From the start, one of the clearest global lessons of the pandemic has been how uneven was governments’ comprehension of the Cultural and Creative Sector around the world. That pointed to the urgent need to help governments understand the sector fully and deeply enough to be able to support it in realistic ways, so as to harvest the many different fruits which a thriving cultural sector pays back to society. Several studies have now started to explore which nations’ governments best understood and responded to the challenges of the pandemic for the Cultural and Creative Sector, from which there will be important lessons to learn for the future. One of them will certainly be the need for the sector to create effective informational advocacy programmes addressed to policy makers and political stakeholders, helping them better understand the structure and dynamic of the sector’s complex trans-national ecology, and based on that understanding develop investment and support programmes more likely to have certain, positive and resource-efficient results.
In the early days before the pandemic’s seriousness was widely understood there was a general expectation that Covid-19 would prove an intense but short-run shock and ‘business as usual’ would quickly return as after a bad dream. It was only when the severity and scale of the crisis became clearer, profoundly changing the ways people worked and lived, that some of those changes started to look like better versions of life before Covid-19, and the appealing idea of a ‘New Normal’ starting winning currency, broadening out into New Normals. Now, the dilemma of where to return to the status quo ante and where we should instead develop new, better normals learned from the past two years is finely balanced. There are some days and situations which seem excitingly full of learning and fresh opportunities. On others we are slithering miserably back to some of the worst behaviours and work practices of pre-Covid times.

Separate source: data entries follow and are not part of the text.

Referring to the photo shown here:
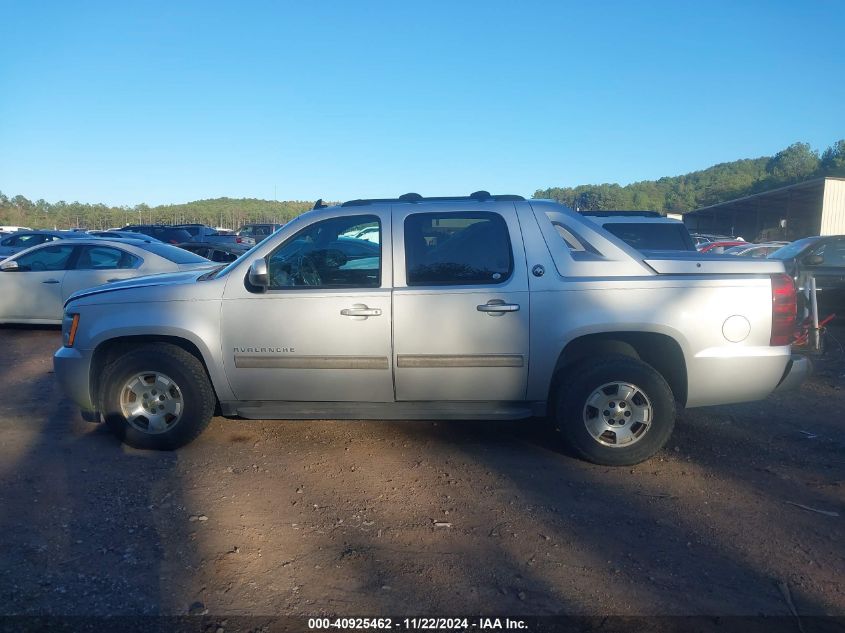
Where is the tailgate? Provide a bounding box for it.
[643,253,784,275]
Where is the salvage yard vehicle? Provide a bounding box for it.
[54,191,809,465]
[768,235,845,313]
[0,235,213,325]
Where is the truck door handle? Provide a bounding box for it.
[475,299,519,314]
[340,304,381,317]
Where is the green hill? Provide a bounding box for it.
[0,192,314,229]
[534,140,845,213]
[0,140,845,229]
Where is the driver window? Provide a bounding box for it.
[15,244,74,272]
[267,215,381,290]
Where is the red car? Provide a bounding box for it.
[698,240,748,255]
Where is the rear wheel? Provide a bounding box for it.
[553,356,675,466]
[99,343,215,450]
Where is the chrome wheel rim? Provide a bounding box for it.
[120,371,184,435]
[583,382,654,448]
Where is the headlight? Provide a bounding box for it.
[62,312,79,347]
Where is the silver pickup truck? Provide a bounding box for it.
[54,192,809,465]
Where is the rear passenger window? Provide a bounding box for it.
[405,212,513,286]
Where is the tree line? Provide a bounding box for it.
[534,139,845,213]
[0,192,314,229]
[0,139,845,229]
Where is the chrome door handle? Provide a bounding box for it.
[340,306,381,317]
[475,299,519,313]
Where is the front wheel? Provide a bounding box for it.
[99,343,216,450]
[553,356,675,466]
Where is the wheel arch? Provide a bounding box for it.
[549,331,688,407]
[89,334,220,408]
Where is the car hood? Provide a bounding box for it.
[65,262,220,306]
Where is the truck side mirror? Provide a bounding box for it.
[249,259,270,292]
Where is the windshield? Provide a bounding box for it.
[769,237,819,259]
[603,222,694,251]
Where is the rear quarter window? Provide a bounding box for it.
[142,244,208,264]
[603,222,692,251]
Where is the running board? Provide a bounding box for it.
[220,402,545,420]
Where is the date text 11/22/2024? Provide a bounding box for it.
[308,617,528,631]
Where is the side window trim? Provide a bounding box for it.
[401,210,516,288]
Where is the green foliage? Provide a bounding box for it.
[821,139,845,176]
[766,143,819,185]
[0,192,313,229]
[534,140,845,213]
[6,139,845,229]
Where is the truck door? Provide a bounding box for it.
[393,202,529,402]
[221,210,393,402]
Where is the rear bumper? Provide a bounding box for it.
[775,354,813,392]
[53,347,95,413]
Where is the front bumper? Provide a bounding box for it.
[775,354,813,392]
[53,347,96,417]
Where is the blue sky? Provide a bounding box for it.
[0,0,845,205]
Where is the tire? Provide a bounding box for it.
[551,356,675,466]
[98,343,216,450]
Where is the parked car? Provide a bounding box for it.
[177,242,249,263]
[0,237,213,324]
[769,235,845,316]
[120,224,191,244]
[723,242,789,259]
[54,192,809,466]
[88,231,161,242]
[174,224,255,247]
[0,231,86,257]
[698,240,748,255]
[238,223,284,244]
[581,211,695,251]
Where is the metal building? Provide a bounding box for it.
[684,178,845,241]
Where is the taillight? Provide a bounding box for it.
[769,273,798,345]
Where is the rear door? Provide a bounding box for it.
[393,202,529,401]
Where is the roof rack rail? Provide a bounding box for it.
[578,209,664,218]
[340,191,525,207]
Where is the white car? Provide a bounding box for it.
[0,237,215,325]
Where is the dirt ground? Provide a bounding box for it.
[0,327,845,616]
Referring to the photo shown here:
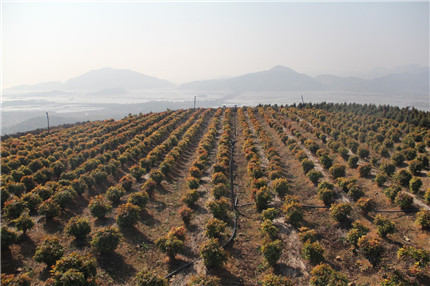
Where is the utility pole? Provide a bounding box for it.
[46,112,49,133]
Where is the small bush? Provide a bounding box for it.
[309,264,348,286]
[355,198,374,215]
[116,203,140,227]
[48,252,97,286]
[187,177,200,190]
[205,218,227,238]
[127,191,149,211]
[301,159,315,174]
[34,236,64,266]
[212,184,229,199]
[91,226,122,253]
[415,209,430,229]
[409,177,423,194]
[1,225,18,249]
[306,170,324,186]
[38,199,61,219]
[200,238,227,268]
[329,164,345,179]
[261,239,284,267]
[283,201,303,225]
[299,227,317,242]
[186,275,222,286]
[134,268,169,286]
[13,210,34,233]
[384,186,401,202]
[373,215,396,237]
[255,187,272,211]
[348,155,360,169]
[346,221,369,246]
[394,191,414,210]
[318,188,335,205]
[302,241,324,265]
[261,208,279,221]
[396,169,412,188]
[179,206,193,225]
[207,198,229,219]
[88,195,112,218]
[375,173,388,187]
[181,190,199,207]
[272,179,290,198]
[106,186,125,204]
[330,203,352,222]
[358,164,372,178]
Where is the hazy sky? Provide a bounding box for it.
[2,2,429,88]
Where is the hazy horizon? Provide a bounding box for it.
[2,2,429,89]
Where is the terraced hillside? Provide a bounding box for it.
[1,105,430,285]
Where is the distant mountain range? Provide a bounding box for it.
[5,65,429,96]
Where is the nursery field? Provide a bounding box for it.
[1,104,430,286]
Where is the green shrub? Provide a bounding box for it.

We are now at a critical fork in that road. We know from innumerable experiences of the Covid-19 years that we can do so many things better, some in evolved improved ways, others in wholly transformed ways. We know that the lessons and learnings of the past two years could allow us to live better lives, professionally and personally. The choice is now ours, and it is not an institutional choice. It is a choice each one of us needs to make individually. Every one of us carries our own element of the shared responsibility to absorb the positive learnings from the wild world of Covid-19 into our lives. Thrilling doors have been opened into the possibility of a different way of being, a state of permanently unleashed creativity where it becomes the new normal always to be thinking what could we do better. We are at a defining moment of long-term choice like the woodland traveller in Robert Frost’s The Road not Taken , but for us as individuals and as a society the right choice is clearer than it was for Frost.